Potential complications of trochanteric bursitis
According to the National Center For Biotechnology Information
“Complications of trochanteric bursitis are rare. Complications are more closely associated with NSAID use and infrequently corticosteroid injection.
NSAIDs can cause gastric ulceration and subsequent bleeding in those that are high risk or are taking anticoagulants. Gastrointestinal (GI) bleeding can be occult, and patients should be counseled regarding signs or symptoms of anemia. Complications associated with corticosteroid injections include:
- elevated for blood glucose levels
- injection site irritation
- injected site bleeding
National Center For Biotechnology Information gives more information:
“Proper stretching, form, and training technique can help prevent trochanteric bursitis in the young athletes.
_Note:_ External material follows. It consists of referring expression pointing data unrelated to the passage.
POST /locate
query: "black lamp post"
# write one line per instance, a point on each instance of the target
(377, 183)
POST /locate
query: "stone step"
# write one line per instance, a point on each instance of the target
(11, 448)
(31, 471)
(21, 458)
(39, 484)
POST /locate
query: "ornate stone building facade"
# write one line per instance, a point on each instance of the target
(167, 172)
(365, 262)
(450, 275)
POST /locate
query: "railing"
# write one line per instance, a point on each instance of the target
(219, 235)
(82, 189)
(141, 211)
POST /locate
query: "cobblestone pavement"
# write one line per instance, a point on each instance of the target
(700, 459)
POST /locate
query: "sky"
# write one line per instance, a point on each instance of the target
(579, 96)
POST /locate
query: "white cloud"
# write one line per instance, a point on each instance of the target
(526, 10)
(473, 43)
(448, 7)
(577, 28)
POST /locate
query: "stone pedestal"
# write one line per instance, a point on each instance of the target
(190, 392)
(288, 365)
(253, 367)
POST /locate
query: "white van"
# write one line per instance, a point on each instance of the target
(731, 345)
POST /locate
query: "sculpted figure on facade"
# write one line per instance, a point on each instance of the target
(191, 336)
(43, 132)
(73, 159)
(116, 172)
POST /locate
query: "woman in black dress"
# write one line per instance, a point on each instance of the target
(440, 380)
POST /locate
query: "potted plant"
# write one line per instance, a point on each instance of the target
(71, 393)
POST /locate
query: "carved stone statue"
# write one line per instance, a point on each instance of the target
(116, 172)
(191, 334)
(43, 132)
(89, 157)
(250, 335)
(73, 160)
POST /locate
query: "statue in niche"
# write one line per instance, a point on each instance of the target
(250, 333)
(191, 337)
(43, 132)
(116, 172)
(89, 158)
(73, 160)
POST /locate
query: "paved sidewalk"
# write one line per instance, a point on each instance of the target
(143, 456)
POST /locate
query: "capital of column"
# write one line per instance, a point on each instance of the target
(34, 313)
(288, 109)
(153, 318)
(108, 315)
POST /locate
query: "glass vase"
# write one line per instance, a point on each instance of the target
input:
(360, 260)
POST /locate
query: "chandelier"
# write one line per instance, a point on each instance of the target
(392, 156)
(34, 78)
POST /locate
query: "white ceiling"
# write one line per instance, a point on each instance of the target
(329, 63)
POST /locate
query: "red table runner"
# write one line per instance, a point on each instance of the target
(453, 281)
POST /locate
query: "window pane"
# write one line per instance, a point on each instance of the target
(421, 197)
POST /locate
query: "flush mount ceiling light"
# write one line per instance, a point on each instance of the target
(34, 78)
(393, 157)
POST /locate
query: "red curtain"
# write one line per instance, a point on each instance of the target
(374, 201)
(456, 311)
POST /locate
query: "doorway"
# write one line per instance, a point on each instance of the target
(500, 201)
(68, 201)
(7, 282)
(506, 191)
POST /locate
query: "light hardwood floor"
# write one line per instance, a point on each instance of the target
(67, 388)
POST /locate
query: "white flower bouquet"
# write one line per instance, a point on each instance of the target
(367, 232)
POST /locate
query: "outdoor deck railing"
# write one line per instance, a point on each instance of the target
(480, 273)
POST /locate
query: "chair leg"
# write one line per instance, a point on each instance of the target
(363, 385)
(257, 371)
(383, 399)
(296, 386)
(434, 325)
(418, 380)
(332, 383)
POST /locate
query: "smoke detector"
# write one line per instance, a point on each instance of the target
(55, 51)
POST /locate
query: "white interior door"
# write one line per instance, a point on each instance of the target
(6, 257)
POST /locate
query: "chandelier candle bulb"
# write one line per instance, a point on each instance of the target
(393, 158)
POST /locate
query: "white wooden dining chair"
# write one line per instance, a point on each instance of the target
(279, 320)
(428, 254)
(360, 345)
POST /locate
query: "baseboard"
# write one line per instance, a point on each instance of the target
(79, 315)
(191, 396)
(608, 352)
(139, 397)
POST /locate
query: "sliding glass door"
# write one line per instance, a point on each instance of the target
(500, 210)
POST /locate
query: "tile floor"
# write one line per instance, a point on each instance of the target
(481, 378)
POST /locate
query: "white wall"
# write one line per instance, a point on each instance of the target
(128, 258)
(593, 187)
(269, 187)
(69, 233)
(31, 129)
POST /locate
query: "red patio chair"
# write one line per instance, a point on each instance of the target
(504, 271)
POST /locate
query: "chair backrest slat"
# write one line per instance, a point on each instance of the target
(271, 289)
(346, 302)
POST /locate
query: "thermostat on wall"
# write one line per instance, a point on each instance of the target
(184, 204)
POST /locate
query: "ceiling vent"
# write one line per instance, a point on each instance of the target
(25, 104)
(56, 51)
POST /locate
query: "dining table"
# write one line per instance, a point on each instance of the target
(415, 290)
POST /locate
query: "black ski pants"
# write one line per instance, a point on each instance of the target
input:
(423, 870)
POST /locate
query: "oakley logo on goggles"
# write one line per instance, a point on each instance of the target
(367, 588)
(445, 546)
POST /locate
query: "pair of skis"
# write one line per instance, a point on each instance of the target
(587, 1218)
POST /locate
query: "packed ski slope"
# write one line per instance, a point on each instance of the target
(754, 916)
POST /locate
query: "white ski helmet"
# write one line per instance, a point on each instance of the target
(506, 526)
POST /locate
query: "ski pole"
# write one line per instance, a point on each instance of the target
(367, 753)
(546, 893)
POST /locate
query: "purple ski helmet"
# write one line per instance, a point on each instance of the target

It is important for you to understand the prognosis and success of non-operative management. Starting anti-inflammatories and/or corticosteroid injections may lead to resolution of symptoms.”
Exercises for Trochanteric Bursitis
Doing exercises to strengthen your thighs can help stabilize your hip joint and protect it from injury. Here are a few exercises you might try for trochanteric bursitis:
- Lie on your back with your feet flat on the ground and your knees bent.
- Raise your hips until they line up with your shoulders and knees.
- Slowly lower your hips to the ground.
- Perform 5 sets of 20 repetitions.
Lying lateral leg raises
- Lie on your right side.
- Extend your right arm out for balance.
- Lift your left leg as far as you can, and then bring it down.
- Do 4 sets of 15 repetitions on each leg.
Lying leg circles
- Lie flat on your back with your legs extended.
- Raise your left leg about 3 inches off the ground and make small circles with it.
- Perform 3 sets of 5 rotations on each leg.